In a new interview with Pablo of the Minneapolis, Minnesota radio station 93X, FOO FIGHTERS mainman Dave Grohl was asked how he knows when a song he is working on is "done" and ready for release. He responded (as transcribed by BLABBERMOUTH.NET): "When you get sick of it. Well, in a way. I don't like spending too much time on anything in the studio. It's, like, usually the first few takes, that's got the thing that you want — even if it's imperfect. It's, like, you get in there and the energy of it, and it's fresh and it's new and you hit 'record' and you go blast through something. I like working on things until it's powerful and it's worth other people hearing. But, dude, I'll get to the point sometimes with songs where I'm, like, 'All right. I'm out of love. That's it. I'm out of love with this song. We're done. That's it.'"

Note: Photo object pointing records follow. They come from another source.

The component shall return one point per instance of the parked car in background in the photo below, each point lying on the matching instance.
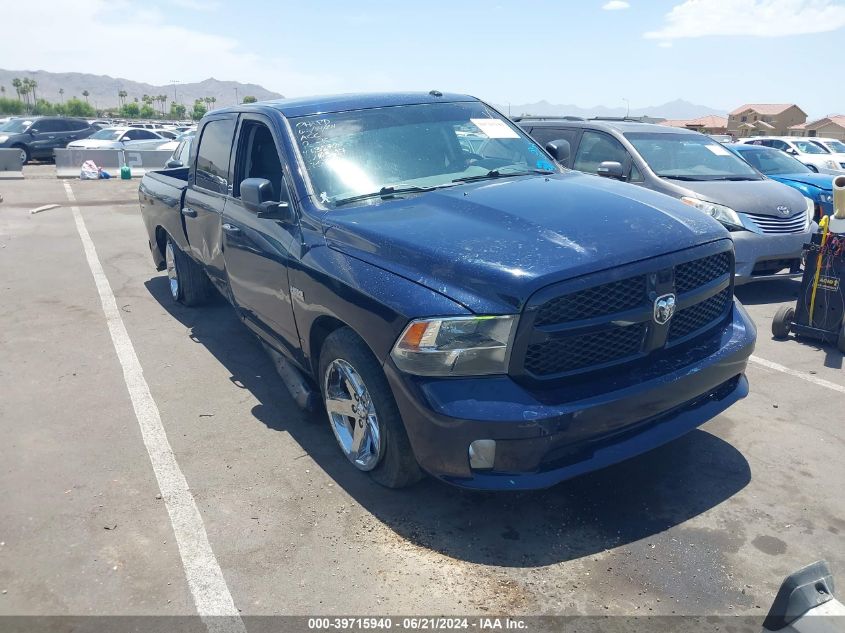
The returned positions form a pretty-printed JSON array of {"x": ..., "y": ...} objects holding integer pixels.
[
  {"x": 834, "y": 146},
  {"x": 37, "y": 137},
  {"x": 120, "y": 138},
  {"x": 483, "y": 317},
  {"x": 769, "y": 222},
  {"x": 779, "y": 166},
  {"x": 814, "y": 156}
]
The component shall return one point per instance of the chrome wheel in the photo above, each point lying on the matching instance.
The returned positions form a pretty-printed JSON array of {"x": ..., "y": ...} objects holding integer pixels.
[
  {"x": 172, "y": 275},
  {"x": 352, "y": 415}
]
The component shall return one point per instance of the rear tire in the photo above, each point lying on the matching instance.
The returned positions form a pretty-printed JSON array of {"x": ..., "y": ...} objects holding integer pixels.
[
  {"x": 189, "y": 285},
  {"x": 394, "y": 464},
  {"x": 782, "y": 322}
]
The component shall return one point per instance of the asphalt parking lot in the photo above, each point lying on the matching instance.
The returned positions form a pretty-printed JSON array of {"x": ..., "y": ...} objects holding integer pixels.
[{"x": 709, "y": 524}]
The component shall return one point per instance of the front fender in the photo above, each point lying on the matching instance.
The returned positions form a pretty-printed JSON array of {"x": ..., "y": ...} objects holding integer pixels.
[{"x": 377, "y": 304}]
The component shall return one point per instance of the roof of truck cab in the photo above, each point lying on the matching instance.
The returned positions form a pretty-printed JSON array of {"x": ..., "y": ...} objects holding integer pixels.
[{"x": 304, "y": 106}]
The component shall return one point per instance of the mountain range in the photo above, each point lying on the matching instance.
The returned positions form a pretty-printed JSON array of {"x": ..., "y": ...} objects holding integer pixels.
[
  {"x": 678, "y": 109},
  {"x": 103, "y": 89}
]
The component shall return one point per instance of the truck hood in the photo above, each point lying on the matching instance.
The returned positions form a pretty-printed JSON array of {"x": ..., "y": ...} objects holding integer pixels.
[
  {"x": 761, "y": 197},
  {"x": 819, "y": 181},
  {"x": 490, "y": 245}
]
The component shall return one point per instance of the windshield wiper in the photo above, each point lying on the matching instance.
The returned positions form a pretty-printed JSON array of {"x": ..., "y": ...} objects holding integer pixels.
[
  {"x": 685, "y": 178},
  {"x": 495, "y": 173},
  {"x": 387, "y": 192}
]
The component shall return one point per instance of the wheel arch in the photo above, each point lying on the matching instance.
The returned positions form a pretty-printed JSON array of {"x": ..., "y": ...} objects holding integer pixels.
[{"x": 321, "y": 329}]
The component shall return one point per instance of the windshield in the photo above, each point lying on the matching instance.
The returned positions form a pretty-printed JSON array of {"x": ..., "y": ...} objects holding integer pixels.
[
  {"x": 808, "y": 147},
  {"x": 834, "y": 146},
  {"x": 689, "y": 157},
  {"x": 362, "y": 152},
  {"x": 107, "y": 135},
  {"x": 773, "y": 162},
  {"x": 16, "y": 126}
]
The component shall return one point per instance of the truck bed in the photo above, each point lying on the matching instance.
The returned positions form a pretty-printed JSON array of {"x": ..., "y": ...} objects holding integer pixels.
[{"x": 160, "y": 194}]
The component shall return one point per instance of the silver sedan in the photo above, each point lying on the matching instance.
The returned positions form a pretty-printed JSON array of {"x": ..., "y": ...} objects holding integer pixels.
[{"x": 120, "y": 138}]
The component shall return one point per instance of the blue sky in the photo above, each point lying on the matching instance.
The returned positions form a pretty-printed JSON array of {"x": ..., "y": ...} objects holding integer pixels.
[{"x": 720, "y": 53}]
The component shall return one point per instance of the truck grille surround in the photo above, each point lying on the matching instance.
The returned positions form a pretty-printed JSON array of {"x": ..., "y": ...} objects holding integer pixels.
[{"x": 579, "y": 327}]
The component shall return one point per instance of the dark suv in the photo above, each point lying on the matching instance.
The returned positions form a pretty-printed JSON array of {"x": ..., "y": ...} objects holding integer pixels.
[{"x": 37, "y": 137}]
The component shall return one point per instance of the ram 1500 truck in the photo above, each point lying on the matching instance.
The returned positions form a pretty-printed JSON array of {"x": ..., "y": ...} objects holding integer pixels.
[{"x": 465, "y": 309}]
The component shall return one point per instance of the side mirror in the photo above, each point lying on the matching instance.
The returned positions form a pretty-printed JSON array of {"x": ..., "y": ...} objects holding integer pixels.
[
  {"x": 559, "y": 149},
  {"x": 257, "y": 196},
  {"x": 611, "y": 169}
]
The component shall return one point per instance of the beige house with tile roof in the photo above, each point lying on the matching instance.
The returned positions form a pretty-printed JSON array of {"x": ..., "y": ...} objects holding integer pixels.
[
  {"x": 831, "y": 126},
  {"x": 711, "y": 124},
  {"x": 765, "y": 119}
]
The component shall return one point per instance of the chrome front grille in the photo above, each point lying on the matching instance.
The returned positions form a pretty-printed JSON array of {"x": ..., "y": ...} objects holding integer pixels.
[
  {"x": 774, "y": 224},
  {"x": 612, "y": 323}
]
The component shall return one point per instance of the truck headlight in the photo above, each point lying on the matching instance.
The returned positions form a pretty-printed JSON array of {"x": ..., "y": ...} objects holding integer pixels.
[
  {"x": 455, "y": 346},
  {"x": 725, "y": 215}
]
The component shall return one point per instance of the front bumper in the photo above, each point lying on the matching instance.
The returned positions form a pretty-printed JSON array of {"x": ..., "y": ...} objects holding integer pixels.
[
  {"x": 754, "y": 250},
  {"x": 550, "y": 434}
]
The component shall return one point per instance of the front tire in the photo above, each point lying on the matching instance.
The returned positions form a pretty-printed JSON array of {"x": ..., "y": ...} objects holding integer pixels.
[
  {"x": 362, "y": 411},
  {"x": 782, "y": 322},
  {"x": 188, "y": 282},
  {"x": 26, "y": 156}
]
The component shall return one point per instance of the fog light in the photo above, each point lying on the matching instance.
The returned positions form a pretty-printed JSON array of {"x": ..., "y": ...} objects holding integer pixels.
[{"x": 482, "y": 454}]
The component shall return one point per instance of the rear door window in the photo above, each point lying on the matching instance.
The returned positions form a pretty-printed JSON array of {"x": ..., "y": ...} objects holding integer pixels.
[
  {"x": 49, "y": 125},
  {"x": 215, "y": 147}
]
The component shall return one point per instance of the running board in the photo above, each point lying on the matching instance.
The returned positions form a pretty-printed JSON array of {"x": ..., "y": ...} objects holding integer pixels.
[{"x": 300, "y": 390}]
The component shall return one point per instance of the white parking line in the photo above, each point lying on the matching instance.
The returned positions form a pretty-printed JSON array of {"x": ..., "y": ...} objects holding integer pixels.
[
  {"x": 821, "y": 382},
  {"x": 205, "y": 579}
]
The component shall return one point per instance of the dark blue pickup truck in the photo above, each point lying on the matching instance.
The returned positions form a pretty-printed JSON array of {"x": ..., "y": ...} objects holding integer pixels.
[{"x": 458, "y": 303}]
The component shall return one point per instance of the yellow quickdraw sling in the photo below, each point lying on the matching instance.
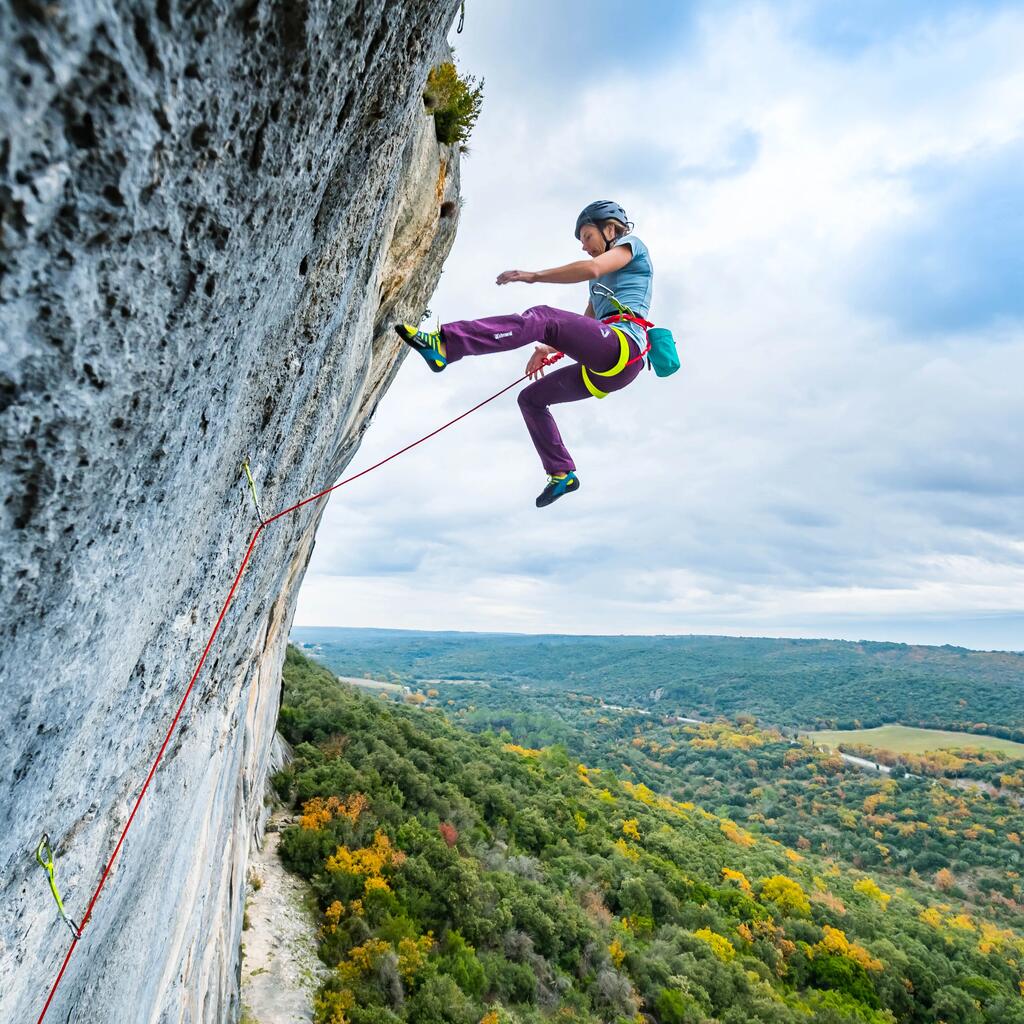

Grohl's memoir "The Storyteller: Tales Of Life And Music", was released on October 5 via Dey Street Books and Simon & Schuster. In the book, Grohl shares what it was like growing up as a kid with big dreams in Springfield, Virginia, and how he lived out those dreams making music on the world stage. The book features anecdotes about David Bowie, Joan Jett, Iggy Pop and Paul McCartney, as well as stories about the time he played drums for Tom Petty, went swing dancing with AC/DC, and performed at the White House.
Regarding how he chose what to include in "The Storyteller", Grohl said in a recent trailer for the book: "I could write an entire book about the band SCREAM. I could write an entire book about my time in NIRVANA. The idea was to choose the stories that best described what it's like to be behind the curtain and on the inside of the music, from the drum stool looking out. To play music, have this beautiful family, travel the world, meet people from all walks of life, I never take any of this for granted, believe me."
In a recent interview with Austin American-Statesman, Grohl said that "The Storyteller" might just be the first of many volumes. "It was so much fun, and I can't wait to do more," he said. "When I hit send on that last story in the book, I was sad. I thought, oh no, it's over? I guess that is the tip of the iceberg. I want to keep going."